By Jeffrey M. Anderson

The crime drama Echo Boomers seems to want to tap into generational anxieties and provide an intoxicating release, but instead it plays like a pale, dull copy of many other movies, with blandly recycled themes.

Art history major Lance (Patrick Schwarzenegger) is riddled with student debt and can't get much more than a minimum-wage job. His cousin Jack (Gilles Geary) summons him to Chicago with the promise of employment. Unfortunately, the job consists of breaking into the homes of the wealthy and stealing expensive things; Lance can help identify the most valuable paintings. They also totally trash these places, and then spend all their money partying.

At first, Lance balks, but he soon becomes intoxicated by the rage-against-the-system tenets of leader Ellis (Alex Pettyfer), and begins to consider the other gang members — Allie (Hayley Law), Stewart (Oliver Cooper), and Chandler (Jacob Alexander) — as like family.

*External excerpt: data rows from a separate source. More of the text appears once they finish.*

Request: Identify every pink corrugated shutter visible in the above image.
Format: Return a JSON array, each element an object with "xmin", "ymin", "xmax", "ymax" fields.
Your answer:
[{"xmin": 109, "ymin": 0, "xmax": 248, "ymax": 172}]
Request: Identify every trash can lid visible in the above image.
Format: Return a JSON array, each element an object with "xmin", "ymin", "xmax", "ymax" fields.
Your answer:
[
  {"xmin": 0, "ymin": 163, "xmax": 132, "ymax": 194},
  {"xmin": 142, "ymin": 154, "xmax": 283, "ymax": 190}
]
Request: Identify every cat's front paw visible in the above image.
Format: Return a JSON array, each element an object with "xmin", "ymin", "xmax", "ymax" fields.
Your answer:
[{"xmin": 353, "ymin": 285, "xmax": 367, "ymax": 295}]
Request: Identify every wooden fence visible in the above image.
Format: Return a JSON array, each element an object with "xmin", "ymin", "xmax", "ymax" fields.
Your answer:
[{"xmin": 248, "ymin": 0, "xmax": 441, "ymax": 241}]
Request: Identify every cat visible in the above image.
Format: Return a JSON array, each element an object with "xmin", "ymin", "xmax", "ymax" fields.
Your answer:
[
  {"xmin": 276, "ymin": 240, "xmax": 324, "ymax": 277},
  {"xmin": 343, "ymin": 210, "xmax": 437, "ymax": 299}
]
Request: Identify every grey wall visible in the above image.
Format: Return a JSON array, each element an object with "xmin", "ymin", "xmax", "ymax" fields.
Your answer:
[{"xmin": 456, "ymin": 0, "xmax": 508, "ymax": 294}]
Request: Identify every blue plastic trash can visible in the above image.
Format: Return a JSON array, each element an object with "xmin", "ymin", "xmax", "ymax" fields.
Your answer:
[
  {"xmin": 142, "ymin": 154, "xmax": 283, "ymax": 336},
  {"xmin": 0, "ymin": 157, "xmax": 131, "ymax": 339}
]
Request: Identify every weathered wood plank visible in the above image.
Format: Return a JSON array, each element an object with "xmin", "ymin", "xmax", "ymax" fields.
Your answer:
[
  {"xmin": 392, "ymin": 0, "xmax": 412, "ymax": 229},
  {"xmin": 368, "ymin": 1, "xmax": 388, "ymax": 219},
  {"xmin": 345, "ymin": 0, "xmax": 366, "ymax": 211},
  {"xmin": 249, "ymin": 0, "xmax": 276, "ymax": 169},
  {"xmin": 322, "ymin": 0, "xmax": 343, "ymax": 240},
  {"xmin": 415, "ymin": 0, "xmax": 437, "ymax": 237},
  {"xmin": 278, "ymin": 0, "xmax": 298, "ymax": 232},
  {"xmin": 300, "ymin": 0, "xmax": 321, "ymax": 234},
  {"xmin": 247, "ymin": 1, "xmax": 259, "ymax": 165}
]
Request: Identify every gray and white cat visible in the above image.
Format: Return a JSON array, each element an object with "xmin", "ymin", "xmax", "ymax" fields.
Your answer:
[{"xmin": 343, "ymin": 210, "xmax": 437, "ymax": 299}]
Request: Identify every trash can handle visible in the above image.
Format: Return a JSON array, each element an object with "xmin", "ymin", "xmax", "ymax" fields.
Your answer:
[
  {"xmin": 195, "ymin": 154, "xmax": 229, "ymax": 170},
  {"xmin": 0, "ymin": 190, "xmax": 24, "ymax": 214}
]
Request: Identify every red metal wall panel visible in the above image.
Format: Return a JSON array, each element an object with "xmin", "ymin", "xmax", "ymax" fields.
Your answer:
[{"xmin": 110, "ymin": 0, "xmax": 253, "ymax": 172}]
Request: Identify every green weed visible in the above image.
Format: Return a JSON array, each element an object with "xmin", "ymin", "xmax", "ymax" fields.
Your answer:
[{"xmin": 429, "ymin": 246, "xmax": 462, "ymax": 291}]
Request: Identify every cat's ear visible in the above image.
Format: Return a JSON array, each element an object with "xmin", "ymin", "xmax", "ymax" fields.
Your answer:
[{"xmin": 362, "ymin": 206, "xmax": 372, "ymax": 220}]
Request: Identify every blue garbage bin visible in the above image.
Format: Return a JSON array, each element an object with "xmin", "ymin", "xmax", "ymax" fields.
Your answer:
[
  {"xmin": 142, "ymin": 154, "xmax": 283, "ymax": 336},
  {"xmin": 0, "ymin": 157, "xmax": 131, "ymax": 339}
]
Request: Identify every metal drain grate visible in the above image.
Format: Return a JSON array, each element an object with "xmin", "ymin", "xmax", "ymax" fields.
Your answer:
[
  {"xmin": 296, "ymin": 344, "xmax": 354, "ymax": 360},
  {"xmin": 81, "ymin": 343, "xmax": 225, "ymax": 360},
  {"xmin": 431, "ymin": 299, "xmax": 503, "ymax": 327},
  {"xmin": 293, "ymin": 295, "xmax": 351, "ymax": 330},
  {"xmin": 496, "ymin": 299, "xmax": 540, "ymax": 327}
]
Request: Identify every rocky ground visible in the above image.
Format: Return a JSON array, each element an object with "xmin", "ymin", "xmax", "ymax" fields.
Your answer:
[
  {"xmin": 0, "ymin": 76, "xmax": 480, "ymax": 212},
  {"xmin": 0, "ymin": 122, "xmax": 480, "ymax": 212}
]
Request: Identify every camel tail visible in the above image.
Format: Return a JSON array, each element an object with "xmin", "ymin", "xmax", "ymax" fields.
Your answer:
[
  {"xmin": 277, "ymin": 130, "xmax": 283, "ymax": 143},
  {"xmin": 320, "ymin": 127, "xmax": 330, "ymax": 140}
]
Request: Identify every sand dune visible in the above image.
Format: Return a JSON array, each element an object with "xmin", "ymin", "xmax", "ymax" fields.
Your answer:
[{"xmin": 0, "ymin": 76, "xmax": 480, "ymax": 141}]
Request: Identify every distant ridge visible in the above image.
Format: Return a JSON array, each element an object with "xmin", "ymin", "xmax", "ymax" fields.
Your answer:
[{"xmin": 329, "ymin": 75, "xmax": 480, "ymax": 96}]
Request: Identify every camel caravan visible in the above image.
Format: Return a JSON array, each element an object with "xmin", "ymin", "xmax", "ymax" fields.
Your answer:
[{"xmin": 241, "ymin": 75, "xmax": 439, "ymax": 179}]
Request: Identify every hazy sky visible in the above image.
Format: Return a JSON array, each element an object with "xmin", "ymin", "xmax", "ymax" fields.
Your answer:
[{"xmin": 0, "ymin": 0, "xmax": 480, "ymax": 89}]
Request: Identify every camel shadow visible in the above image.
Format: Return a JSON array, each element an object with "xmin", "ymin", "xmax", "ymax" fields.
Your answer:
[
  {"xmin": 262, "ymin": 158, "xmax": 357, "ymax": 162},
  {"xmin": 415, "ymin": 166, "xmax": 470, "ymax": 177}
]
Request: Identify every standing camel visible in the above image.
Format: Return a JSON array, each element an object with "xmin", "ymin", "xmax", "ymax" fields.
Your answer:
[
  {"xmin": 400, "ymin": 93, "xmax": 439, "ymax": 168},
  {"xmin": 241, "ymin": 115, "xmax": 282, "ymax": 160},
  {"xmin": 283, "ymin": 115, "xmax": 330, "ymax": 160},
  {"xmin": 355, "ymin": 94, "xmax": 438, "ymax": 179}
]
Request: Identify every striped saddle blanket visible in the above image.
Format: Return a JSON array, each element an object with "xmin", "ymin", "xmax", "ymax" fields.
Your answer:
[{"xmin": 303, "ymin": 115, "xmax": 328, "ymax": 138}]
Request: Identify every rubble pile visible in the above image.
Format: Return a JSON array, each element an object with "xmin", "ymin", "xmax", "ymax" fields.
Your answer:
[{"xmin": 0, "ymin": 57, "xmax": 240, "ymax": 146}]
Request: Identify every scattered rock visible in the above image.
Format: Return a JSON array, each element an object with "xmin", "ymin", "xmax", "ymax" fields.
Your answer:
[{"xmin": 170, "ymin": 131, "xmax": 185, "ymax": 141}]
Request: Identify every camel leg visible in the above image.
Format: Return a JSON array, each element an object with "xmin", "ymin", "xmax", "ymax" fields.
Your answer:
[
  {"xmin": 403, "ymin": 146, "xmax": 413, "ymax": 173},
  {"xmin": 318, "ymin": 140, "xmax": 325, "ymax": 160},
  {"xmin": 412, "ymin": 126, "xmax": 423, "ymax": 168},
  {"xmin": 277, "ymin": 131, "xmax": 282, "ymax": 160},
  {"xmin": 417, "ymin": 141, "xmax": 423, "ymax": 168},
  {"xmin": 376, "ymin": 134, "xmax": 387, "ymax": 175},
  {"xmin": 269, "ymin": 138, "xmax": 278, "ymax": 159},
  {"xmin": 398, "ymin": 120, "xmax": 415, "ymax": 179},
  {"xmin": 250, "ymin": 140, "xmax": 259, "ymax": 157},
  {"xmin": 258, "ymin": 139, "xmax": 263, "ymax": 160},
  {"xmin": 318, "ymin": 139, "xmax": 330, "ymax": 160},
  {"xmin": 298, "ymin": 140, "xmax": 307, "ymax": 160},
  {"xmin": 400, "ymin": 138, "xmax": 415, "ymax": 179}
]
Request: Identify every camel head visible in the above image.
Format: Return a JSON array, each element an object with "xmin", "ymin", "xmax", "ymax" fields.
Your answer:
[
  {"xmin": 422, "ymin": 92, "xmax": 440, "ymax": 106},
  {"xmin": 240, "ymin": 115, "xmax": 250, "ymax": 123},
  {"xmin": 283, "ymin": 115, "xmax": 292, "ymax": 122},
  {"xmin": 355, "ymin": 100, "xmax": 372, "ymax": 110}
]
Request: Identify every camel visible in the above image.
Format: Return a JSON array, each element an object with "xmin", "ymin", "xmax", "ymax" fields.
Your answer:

But things soon begin to fall apart as Jack plots a scheme of his own, and their contact man, Mel (Michael Shannon), begins to lose faith in the team.

Echo Boomers — the name refers to the "Millennial" generation, who are often the children of "Baby Boomers" — is structured with wraparound sequences, showing several of the gang members telling their stories from jail, and Lance being interviewed by an author (Lesley Ann Warren). While this is supposed to give the movie an epic perspective, it only serves to thin the action, especially given the silly questions the author asks of her subject. Noisy, jackhammer editing also does not help.

When telling its story, Echo Boomers definitely tries to "echo" movies like Trainspotting, Fight Club, and Spring Breakers, but it lacks their ability to evoke total abandon and release. The scenes of destruction inside the expensive homes are effectively art-directed, and they can be somewhat mesmerizing, but the scenes showing the characters at work just feel routine.

It probably doesn't help that the supposedly charismatic leader played by Pettyfer doesn't come anywhere close to anything like Brad Pitt's Tyler Durden; he mostly sulks and barks orders. However, the screen does spark to life whenever Shannon turns up; his threatening, cunning Mel is truly terrifying.